There are further benefits for members that come to mind. You can establish business relationships with people you trust. Unfortunately one of our members found that it is not always true. When I was made redundant from the now no-existent Courtaulds a fellow Rotarian helped me find a most pleasant consultancy job. In our swiftly changing world a person new to the neighbourhood who joins Rotary can get to know a group of pleasant acquaintances where friendship grows. If he is moved to another area another Rotary club will take him in and he can start again widening his circle of friends. Finally a welcome and even aid is given to a visiting Rotarian. I have done a lot of walking by myself in this country and I have always received a warm welcome at club’s evening or lunchtime meetings. At least two members of our club have been taken seriously ill abroad and were helped by local clubs. Possibly the life of one of these members was saved by the speedy action of a South African club.
The wives and partners of the members have an active sister organisation called the Inner Wheel that meets monthly at Weston Hall for a meal. My wife, Joan, enjoys her involvement.
Sadly most clubs and friendships organisations in our society are finding it difficult to keep up their membership and we are no different. This is not the case for Rotary in the dynamic Far East So if you like the look of what you have read and are, shall we say, a senior member of your business or even just retired, then perhaps you would like to give us a try. If so, the person to contact is our Secretary John Parkinson.
I was one of a lucky few who were invited to join our Rotary Club at its formation. It was not until quite some time afterwards that I found out who put my name forward I have been eternally grateful to Dick Smith of the Nuneaton Club for his recommendation.

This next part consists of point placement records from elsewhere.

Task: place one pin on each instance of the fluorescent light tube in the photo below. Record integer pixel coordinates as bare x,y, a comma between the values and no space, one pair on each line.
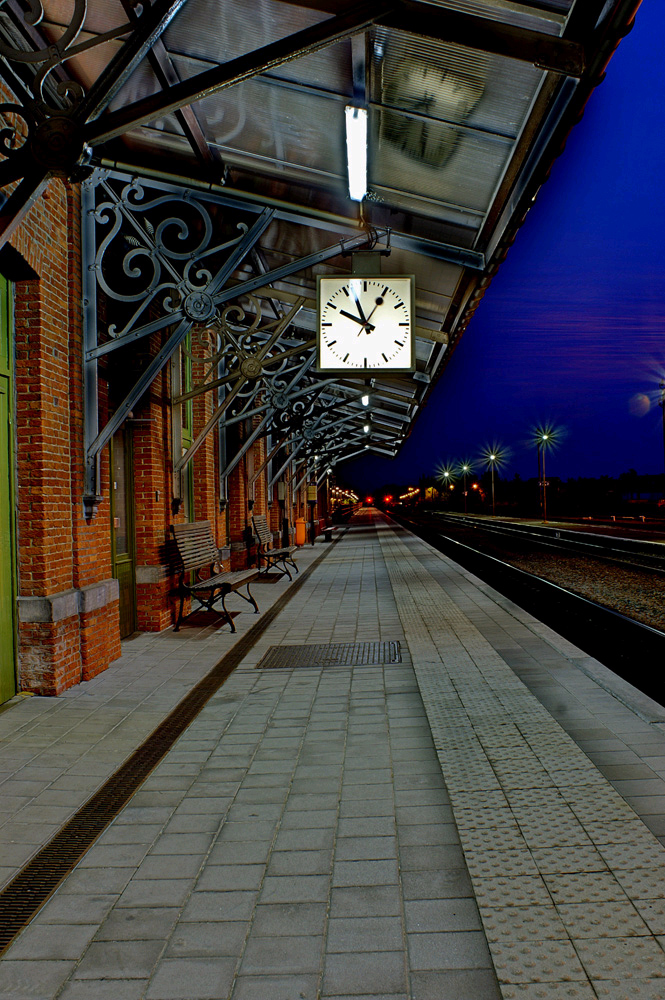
356,151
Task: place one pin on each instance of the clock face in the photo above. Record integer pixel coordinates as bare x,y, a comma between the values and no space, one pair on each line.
366,324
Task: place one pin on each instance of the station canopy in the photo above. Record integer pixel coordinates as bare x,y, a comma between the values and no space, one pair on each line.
239,107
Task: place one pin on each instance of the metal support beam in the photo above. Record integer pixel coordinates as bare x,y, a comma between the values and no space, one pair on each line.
475,32
102,438
256,433
203,85
152,23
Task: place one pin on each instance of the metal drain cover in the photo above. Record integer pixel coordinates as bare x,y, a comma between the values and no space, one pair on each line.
334,654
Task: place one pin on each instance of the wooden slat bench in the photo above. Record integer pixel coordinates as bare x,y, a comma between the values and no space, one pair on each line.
197,553
271,556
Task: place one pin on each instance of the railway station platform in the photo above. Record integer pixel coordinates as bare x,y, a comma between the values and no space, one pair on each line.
401,786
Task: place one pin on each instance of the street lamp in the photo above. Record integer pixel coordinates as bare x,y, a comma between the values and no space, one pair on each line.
465,469
545,437
661,386
493,456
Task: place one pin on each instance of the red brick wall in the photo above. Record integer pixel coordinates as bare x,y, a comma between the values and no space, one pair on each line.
58,551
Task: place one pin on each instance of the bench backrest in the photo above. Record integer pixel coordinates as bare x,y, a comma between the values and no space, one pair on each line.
195,545
262,530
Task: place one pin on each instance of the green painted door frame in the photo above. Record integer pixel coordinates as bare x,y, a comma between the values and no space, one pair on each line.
7,507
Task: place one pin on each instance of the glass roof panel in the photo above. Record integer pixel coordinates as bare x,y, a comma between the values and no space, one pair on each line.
274,123
452,83
222,31
542,15
422,157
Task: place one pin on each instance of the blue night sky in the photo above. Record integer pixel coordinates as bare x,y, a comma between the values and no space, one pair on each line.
571,329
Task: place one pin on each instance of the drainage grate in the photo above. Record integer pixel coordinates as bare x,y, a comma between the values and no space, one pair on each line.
334,654
31,887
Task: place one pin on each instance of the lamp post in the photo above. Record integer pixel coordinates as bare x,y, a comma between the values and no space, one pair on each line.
544,439
661,386
465,470
492,459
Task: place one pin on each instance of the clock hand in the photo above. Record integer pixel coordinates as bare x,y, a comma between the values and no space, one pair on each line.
360,308
361,322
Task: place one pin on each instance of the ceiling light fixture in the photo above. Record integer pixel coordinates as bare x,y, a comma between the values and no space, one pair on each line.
356,151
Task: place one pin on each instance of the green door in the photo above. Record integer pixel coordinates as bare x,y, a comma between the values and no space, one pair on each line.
7,546
122,528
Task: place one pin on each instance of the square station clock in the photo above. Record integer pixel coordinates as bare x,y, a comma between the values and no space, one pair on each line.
366,324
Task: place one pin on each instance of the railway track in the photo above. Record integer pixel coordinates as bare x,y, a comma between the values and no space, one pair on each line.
632,649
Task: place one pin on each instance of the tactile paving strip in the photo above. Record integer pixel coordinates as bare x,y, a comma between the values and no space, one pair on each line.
333,654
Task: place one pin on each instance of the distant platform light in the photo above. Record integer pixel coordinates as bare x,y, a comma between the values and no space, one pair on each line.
356,151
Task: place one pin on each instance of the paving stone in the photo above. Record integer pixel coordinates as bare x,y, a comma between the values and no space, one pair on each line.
354,934
621,958
449,950
515,924
629,989
191,979
442,915
215,939
367,901
364,973
276,987
219,906
476,984
547,991
612,919
289,919
537,962
55,942
280,956
119,960
100,989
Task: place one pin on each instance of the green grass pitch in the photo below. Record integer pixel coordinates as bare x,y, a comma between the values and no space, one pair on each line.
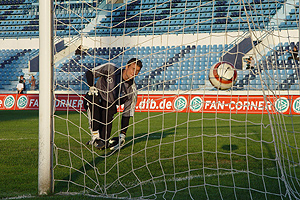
167,155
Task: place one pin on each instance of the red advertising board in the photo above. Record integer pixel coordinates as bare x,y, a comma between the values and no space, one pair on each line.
252,104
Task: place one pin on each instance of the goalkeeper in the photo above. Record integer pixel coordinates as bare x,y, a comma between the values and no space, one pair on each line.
115,86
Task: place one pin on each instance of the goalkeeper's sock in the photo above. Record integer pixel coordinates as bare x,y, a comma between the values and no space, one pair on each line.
95,136
122,136
120,142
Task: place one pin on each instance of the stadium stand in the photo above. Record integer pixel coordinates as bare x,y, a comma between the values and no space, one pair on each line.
291,19
210,16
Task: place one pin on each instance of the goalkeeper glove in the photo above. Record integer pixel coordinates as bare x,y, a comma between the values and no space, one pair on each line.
117,142
93,91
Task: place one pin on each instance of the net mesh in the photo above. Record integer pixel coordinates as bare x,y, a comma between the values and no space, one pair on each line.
187,139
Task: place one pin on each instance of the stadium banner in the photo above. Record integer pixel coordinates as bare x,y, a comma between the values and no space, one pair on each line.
239,104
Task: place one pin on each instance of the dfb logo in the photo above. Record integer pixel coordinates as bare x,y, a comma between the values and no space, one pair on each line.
22,102
282,104
180,103
196,104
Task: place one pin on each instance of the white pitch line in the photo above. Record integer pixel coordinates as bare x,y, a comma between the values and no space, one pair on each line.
18,139
180,135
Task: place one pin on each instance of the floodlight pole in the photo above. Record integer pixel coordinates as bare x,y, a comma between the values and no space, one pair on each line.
45,174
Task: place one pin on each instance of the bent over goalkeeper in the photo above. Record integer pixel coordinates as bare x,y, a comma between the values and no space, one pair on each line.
115,86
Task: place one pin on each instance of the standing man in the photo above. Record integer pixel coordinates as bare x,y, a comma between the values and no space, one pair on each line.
32,82
115,86
24,82
20,87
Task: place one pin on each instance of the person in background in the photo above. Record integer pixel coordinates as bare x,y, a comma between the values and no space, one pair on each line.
294,54
23,81
20,87
32,82
250,63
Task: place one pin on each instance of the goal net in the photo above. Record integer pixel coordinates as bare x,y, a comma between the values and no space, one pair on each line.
187,139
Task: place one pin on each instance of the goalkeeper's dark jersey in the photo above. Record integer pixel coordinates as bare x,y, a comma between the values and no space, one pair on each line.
113,88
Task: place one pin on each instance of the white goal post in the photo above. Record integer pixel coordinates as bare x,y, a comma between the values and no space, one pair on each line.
45,170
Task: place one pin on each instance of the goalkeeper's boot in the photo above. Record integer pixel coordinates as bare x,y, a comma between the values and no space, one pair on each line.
96,141
99,144
117,142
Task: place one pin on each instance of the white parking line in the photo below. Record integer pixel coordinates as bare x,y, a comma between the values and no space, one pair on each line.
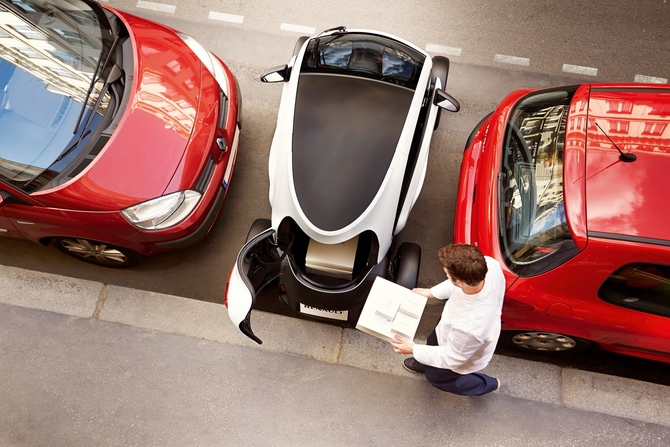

He had been a neighbour but we had moved away and we met up again quite by accident at the same hotel on holiday. Luck can play such an important part in our lives! It had been decided that our mother clubs, Nuneaton and Bedworth who meet at lunch-times should try to form an evening club covering both towns.
When we got off the ground we had to decide on a name that covered both places so we settled for ‘Arbury’ and then we had to chose a meeting place and the day for our meal. Over the years we have dined at quite a few establishments - the Bull (now the George Eliot), the Rugger Tavern, The Long Shoot, the Chase and now Weston Hall, where we are treated very well.